Ella se había inclinado hacia adelante, para verle mejor. Le interrogó con sus cejas levantadas.

–¿No eres escritora? –continuó él–. Pues eso, que tendrías que escribir sobre la vida de los pastores. La vida dura que nosotros vivimos a diario.

Martina no dejaba de sorprenderse de que, al igual que les pasaba a los médicos, a los que todo el mundo, cuando se enteraban de que eran médicos, les contaban sus dolencias, a los escritores les ocurría igual. No, la gente no les contaba sus dolencias, pero sí les ofrecían temas para escribir, incluso se ofrecían a sí mismos como corderos para inmolar a los dioses. Que alguien (oh, sí) escribiera sobre sus vidas, sobre lo que pasaba en sus trabajos, sobre lo que le había pasado con un vecino, con la pareja, con uno de sus hijos, sobre cualquier cosa. Sí, todo el mundo creía que vivía una vida digna de ser mencionada en las novelas. Y Martina no dejaba de sorprenderse. Menudo atajo de vanidosos, pensaba siempre.

–Tendrías que escribir sobre lo mal valorado que está nuestro trabajo –continuó Palomar tras dar un trago a su jarra de cerveza. La espuma se le quedó en la barba.

Qué curioso, cayó en la cuenta, todos tenían barba y solo Ricardo la llevaba cuidada, larga y recortada. Los demás la llevaban como podían. O sea, mal.

–¡Pero si gracias a nosotros limpiamos el bosque! –Palomar hablaba y hablaba, incluso con la boca llena. A Martina le dio asco. Dejó de mirarle y se fijó de nuevo en la lámina del puente. En los estores de las ventanas. En el leve olor a incienso del que no se había percatado cuando entró en la casa–. Y di también, cuando escribas esa novela sobre los pastores, que cada año nos recortan un tres por ciento de ayudas.

Y a Martina le llamaba la atención que ya diera por hecho que iba a escribir dicha novela. Y se fijó en el inmenso dedo índice, golpeando el plato, como si él fuera el jefe del periódico y ella la corresponsal que debía cubrir la noticia. La noticia del desánimo y/o tristeza de los pastores.

–Va, va, dile lo que realmente quieres decirle –le apremió uno de los hermanos Alcorta. Todos rieron. Sabían lo que Palomar iba a contar.
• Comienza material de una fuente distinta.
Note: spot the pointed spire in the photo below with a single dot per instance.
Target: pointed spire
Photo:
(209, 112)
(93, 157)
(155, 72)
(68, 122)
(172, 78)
–Vale, vale. –Y estiró los brazos como hacen los oradores–. Pues que las mujeres no se casan con los pastores porque dicen que estamos llenos de pulgas.

Carcajada general. Y es que Palomar, a sus casi cincuenta años, vivía solo y no había encontrado mujer ni en el pueblo ni en los alrededores. Martina miró a Ricardo. Le preguntó:

–¿Y tú? Tú también eres pastor. ¿Por eso no te has casado? ¿Acaso las mujeres creen que tienes pulgas?
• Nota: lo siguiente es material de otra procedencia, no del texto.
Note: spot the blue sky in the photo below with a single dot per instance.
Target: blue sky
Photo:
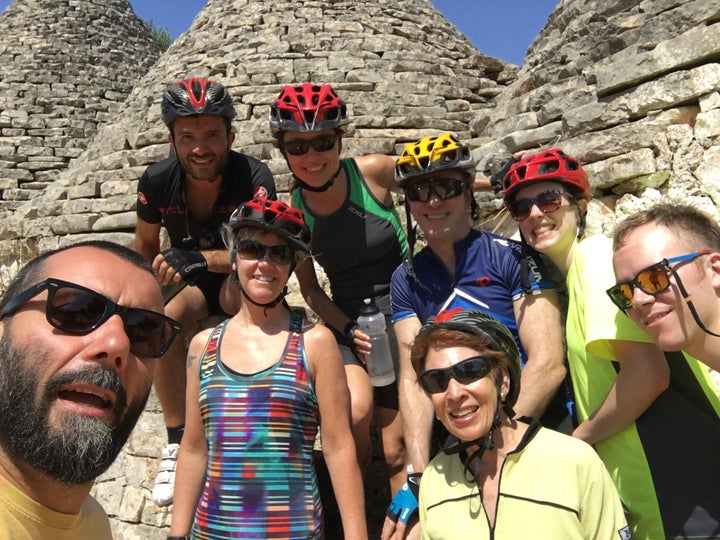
(503, 29)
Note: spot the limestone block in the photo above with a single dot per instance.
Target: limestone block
(612, 171)
(708, 173)
(530, 138)
(671, 90)
(708, 124)
(710, 102)
(62, 225)
(114, 222)
(604, 143)
(630, 67)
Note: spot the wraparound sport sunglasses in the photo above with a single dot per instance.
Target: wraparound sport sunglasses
(472, 369)
(444, 188)
(77, 310)
(255, 251)
(547, 201)
(651, 280)
(300, 147)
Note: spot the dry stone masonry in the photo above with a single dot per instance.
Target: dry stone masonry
(631, 87)
(65, 66)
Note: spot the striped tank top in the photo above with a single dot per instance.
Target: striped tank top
(260, 430)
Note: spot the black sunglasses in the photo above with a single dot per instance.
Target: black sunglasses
(77, 310)
(547, 201)
(255, 251)
(444, 188)
(651, 280)
(472, 369)
(299, 147)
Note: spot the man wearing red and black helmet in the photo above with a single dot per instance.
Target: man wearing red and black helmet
(191, 194)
–Oh, con él se rompen las estadísticas –dijo uno de los hermanos Alcorta. Todos rieron con voz atronadora, y ella se sintió fuera de lugar. No conocía la historia de Ricardo. En verdad, apenas sabía nada de él.
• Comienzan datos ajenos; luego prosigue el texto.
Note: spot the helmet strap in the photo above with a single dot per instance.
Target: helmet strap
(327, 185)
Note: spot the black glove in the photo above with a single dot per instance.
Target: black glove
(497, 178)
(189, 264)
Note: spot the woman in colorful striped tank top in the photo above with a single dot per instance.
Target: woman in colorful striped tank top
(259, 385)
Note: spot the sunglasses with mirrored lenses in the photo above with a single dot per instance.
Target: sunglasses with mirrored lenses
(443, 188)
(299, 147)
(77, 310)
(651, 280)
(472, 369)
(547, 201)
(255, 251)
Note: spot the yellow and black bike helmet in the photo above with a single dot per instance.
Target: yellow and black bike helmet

–Y los corazones, también rompe los corazones.

En medio de ese escándalo de carcajadas, alguien pulsó el botón del play y la sesión Ghibli dio comienzo. Se hizo el silencio inmediato. Fuera, los truenos hacían retumbar los vidrios de las ventanas. Dentro, la maestra del pueblo pensaba que era algo un tanto surrealista lo que estaba viviendo en esos momentos y que jamás se le habría ocurrido poner esa escena en una de sus novelas. Vamos, al lector le parecería poco verídica. Ay, el lector y sus reacciones descontroladas. A veces, explicaba algo real, tal cual, sin inventarse nada, y le decían que resultaba increíble. Y en otras ocasiones daba rienda suelta a su imaginación, lo escribía en primera persona y comenzaban los bulos sobre su vida, sobre lo que hacía o dejaba de hacer en el presente o en el pasado. Y Martina se cansaba de dar explicaciones. Que pensaran lo que quisieran, se decía, y añadía que tiraba la toalla al respecto.

Martina, esa noche en la casa de Ricardo el pastor, se dejó arrastrar por una película japonesa en la que dos niñitas, dos hermanas, se van a vivir a una casa de campo y hacen amistad con un espíritu del bosque. Se acordó de su hermana Amparo, o bien de la idea de lo que para ella era tener una hermana. Y la echó de menos. No precisamente a Amparo, sino a esa idea. Miró a sus acompañantes, atentos a la pantalla mientras engullían las porciones de pizza e hizo algo impensable en ella: apoyó su cabeza en el hombro de Ricardo. Que él depositara un beso mínimo, casi enano, en su cabeza, aceleró la visión positiva de ese pueblo y de todos sus habitantes. Sobre todo, de Ricardo.